Zhou Daxin, born in 1952 to a rural family in Dengzhou, Henan province, joined the army after secondary school yet persisted in his writing, beginning to publish in 1979. He completed The Scenery of the Lake and Mountain in his 50s.

When archeologists discover the 2,000-year-old walls of the State of Chu in her town, Nuannuan’s hotel business takes off. Her husband wins the election for village chief, and begins a gradual yet perilous descent into corruption and debauchery. The novel explores a changing economy against the backdrop of entrenched abuses of power, and questions the proper safeguarding of cultural heritage sites amid their commercialization.

 

Frog《蛙》by Mo Yan Published 2009 in Chinese; 2015 in English Mao Dun Literary Prize 2011

Mo Yan, born in 1955 to an agricultural family in Shandong province, left school at age 11 with the launch of the Cultural Revolution, and eventually joined the army, where his literary talent was discovered.

Frog, set in Mo Yan’s hometown of Gaomi, follows a midwife determined to enforce the one-child policy, overseeing thousands of abortions the policy’s introduction in 1979. Drenched in amphibian symbolism, with a narrator named Tadpole and the croaking of frogs mirroring the cries of newborn infants, the novel explores the idea that “Family planning is about achieving great issues of humanity by denying minor ones.”
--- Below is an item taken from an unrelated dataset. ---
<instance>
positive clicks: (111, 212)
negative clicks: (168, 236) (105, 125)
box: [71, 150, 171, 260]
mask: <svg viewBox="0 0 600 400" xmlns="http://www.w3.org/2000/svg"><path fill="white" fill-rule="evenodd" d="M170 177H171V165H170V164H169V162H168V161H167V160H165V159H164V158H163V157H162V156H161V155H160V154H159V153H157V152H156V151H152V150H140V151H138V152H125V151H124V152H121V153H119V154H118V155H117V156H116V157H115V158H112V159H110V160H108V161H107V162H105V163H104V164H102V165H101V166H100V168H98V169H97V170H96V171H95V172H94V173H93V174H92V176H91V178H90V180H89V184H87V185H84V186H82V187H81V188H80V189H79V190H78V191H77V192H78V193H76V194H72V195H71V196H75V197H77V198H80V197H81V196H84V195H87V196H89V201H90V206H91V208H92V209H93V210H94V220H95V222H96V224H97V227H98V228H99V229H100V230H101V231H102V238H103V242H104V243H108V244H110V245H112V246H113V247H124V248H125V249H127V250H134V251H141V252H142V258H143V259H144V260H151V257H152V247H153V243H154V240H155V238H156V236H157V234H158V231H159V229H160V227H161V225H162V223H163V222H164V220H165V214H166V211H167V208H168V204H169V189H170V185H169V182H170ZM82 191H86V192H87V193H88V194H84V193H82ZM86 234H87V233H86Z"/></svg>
Mo Yan went on to receive the Nobel Prize in Literature in 2012, and was lauded by the Nobel committee as an author “who with hallucinatory realism merges folk tales, history, and the contemporary.” 

 

Massage《推拿》by Bi Feiyu Published 2008 in Chinese; 2015 in English Mao Dun Literary Prize 2011

Bi Feiyu, born in 1964 in Jiangsu province, worked at a training school for teachers of the blind and deaf before becoming a reporter for Nanjing Daily. Following a shoulder injury in 2003, he received treatment at a blind massage parlor, where he befriended his masseurs and drew upon their experiences for Massage.

The novel follows Wang Daifu, a practitioner of tuina massage, as he comes to a massage parlor. His life intersects with that of 14 other blind masseurs, as they strike up friendships and romances, undergo feuds and revelations, and even make love in a scene involving the careful and systematic removal of clothing so that they may be found later. Bi insists that the novel wasn’t written to highlight the plight of China’s visually impaired, but to write a common novel about dignity and respect rather than sympathy and pity. “Not being able to see is a limitation. So is being able to see,” a character muses.

The novel has been adapted into the TV series Seeing without Looking (2013), as well as the feature film Blind Massage (2014), which won a Golden Horse Award in Taiwan.